For a complete explanation of this on Medium
This is a repo created for analyzing mutations on the nucleotides of various genes of Sars Cov-2. Two different Nucleotide sequences of Sars Cov-2 are read from the NCBI gene bank. It is then conveted into Numpy arrrays. The data read into numpy array is then analyzed and compared. Each gene from 2 diffeent sequence can be compared against each other. By doing this kind of a data analysis we can find the mutations associated with each gene. This would help the vaccine/drug develelopment efforts to focus on those gene expression that has the least mutation.
- gene=ORF1ab. --> Open Reading Frame 1 which encodes for the proteins ORF1a and ORF1ab
- gene=S --> This gene encodes Spike Protein which docks with the ACE2 receptors of the human cell before endocytosis.
- gene=ORF3a --> Open Reading Frame 3 which encodes for ORF3a protein.
- gene=E --> This gene encodes for the Envelope protein.
- gene=M --> This gene encodes for the Membrane protein.
- gene=ORF6 --> Open Reading Frame 6 which encodes for ORF6 protein.
- gene=ORF7a --> Open Reading Frame 7a which encodes for ORF7a protein.
- gene=ORF7b --> Open Reading Frame 7b which encodes for ORF7b protein.
- gene=ORF8 --> Open Reading Frame 8 which encodes for ORF8 protein.
- gene=N --> This gene encodes for the Nucleocapsid phosphoprotein.

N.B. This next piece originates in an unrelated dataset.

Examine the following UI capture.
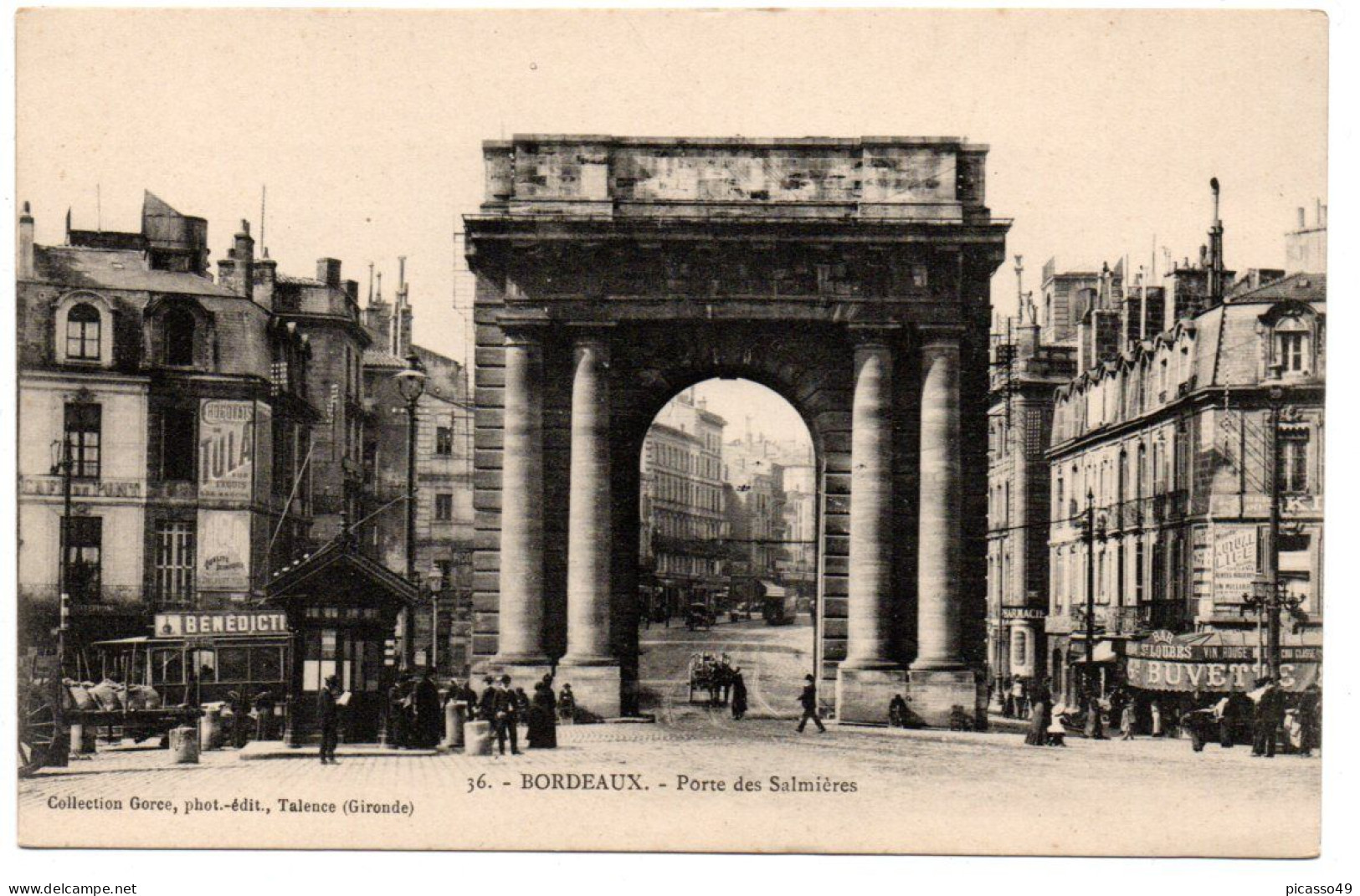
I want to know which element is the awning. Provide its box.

- gene=ORF10 --> Open Reading Frame 10 which encodes for ORF10 protein.
Get dna.py,Main_Final.py,scov.py,helper.py python scripts and place them in a directory. Download the 2 different Sars Cov-2 nucleotide sequences from NCBI website. In the python script Main_Final.py at line 9 and 14 respectively specify file-1 and file-2 nucleotide sequence downloaded fron NCBI. Run the script Main_Final.py file and wait for the output file Sars_Cov-2_Gene_Mutation.jpg under the same directory. The python shell would also print out the mutated nucleotides for each gene as below.
- Mutated DNA Base 100 in China and Base 255 in USA at position (74, 6) For the Gene ORF1ab
- Mutated DNA Base 255 in China and Base 100 in USA at position (12, 10) For the Gene ORF8
- Mutated DNA Base 0 in China and Base 255 in USA at position (17, 24) For the Gene N
- dna.py --> Python DNA class file.
- Main_Final.py --> The driver python script.
- scov.py --> Important python dictionaries are pre-defined in this script.
- helper.py --> Has python helper function to read and format the nucleotide sequence files previously downloaded from NCBI.
- China_Seq_2019_Dec.txt --> Sars Cov-2 nucleotide sequence in China downloaded from NCBI.
- USA_Seq_2020_Jan.txt --> Sars Cov-2 nucleotide sequence in China downloaded from NCBI.
- Sars_Cov-2_Gene_Mutation.jpg --> Output produced from running the python code specified above.